With the recession weighing down on all of us, I’ve heard a few people talk about not letting this crisis go to waste. Ryan Martens in his column last week said now is the time for companies to take a close look at their development processes and make changes that will reduce costs now as well as in the future.
HP Software is also talking about taking advantage of the crisis. Mark Sarbiewski, director of product marketing at HP Software, said the company recommends leveraging the crisis to do three things:
- Get control of IT spending — Determine priorities and eliminate low-priority things.
- Put solutions in place now that allow you to centralize, eliminate redundancy, and maximize your experts
- Drive through process change and automation — Standardize on best practices and automate, focusing on the development process and operations.
To help companies accomplish those things, HP Software today announced two significant products: HP Quality Center 10.0 and HP Universal Configuration Management Database (UCMDB) 8.0.

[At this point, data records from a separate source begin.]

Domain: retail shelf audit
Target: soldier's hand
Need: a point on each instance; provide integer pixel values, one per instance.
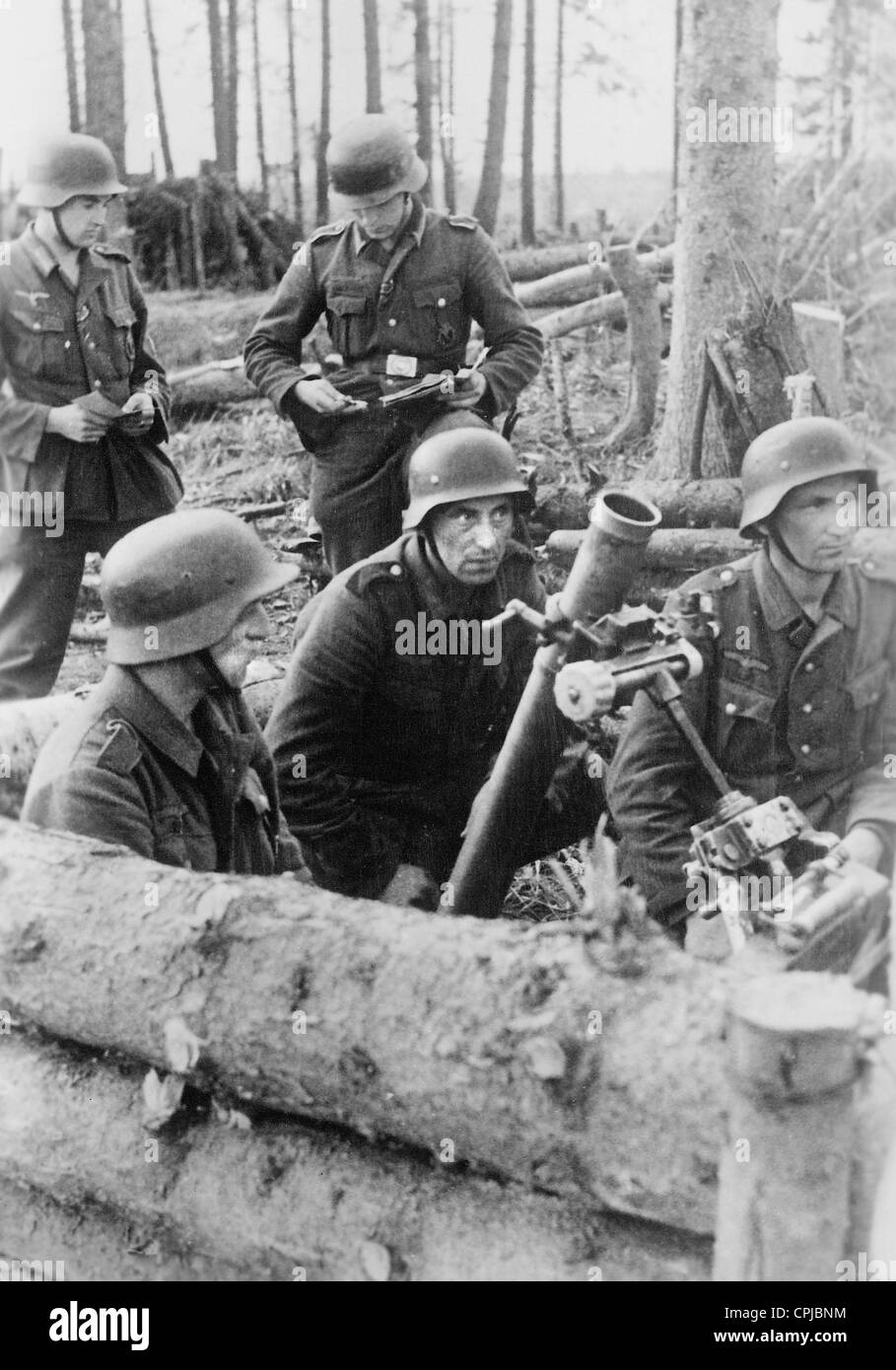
(469, 389)
(323, 397)
(410, 885)
(140, 411)
(76, 424)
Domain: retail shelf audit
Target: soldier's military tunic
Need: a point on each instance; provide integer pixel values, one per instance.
(123, 769)
(415, 303)
(56, 344)
(787, 707)
(379, 752)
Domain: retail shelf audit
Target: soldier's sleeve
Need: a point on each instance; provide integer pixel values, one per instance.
(22, 422)
(148, 373)
(94, 801)
(653, 789)
(873, 799)
(516, 345)
(273, 350)
(318, 716)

“We look at Quality Center 10.0 as the heart of how you can change the software development life cycle,” Sarbiewski said. “It includes requirements management, test management, and defect management all in one place.”
At any time you can see how you’re doing against the software requirements. Additionally, HP has improved the ability to share things between projects.
“In Quality Center 10.0 we’ve expanded beyond the simple project model and can promote processes to all projects and share things with all projects throughout the entire cycle,” Sarbiewski said.
Quality Center 10.0 also integrates with HP’s other testing solutions.
To help on the operations side, HP Universal Configuration Management Database (UCMDB) 8.0 can help organizations continually track how everything connects and manage change across all the tiers.
“We’ve now integrated this dependency map into all those systems. I’m monitoring the parts of the biz service and all the pieces support it. I can automatically notify if I see something going wrong in any piece,” Sarbiewski said. “We’re moving from being reactive to being predictive.”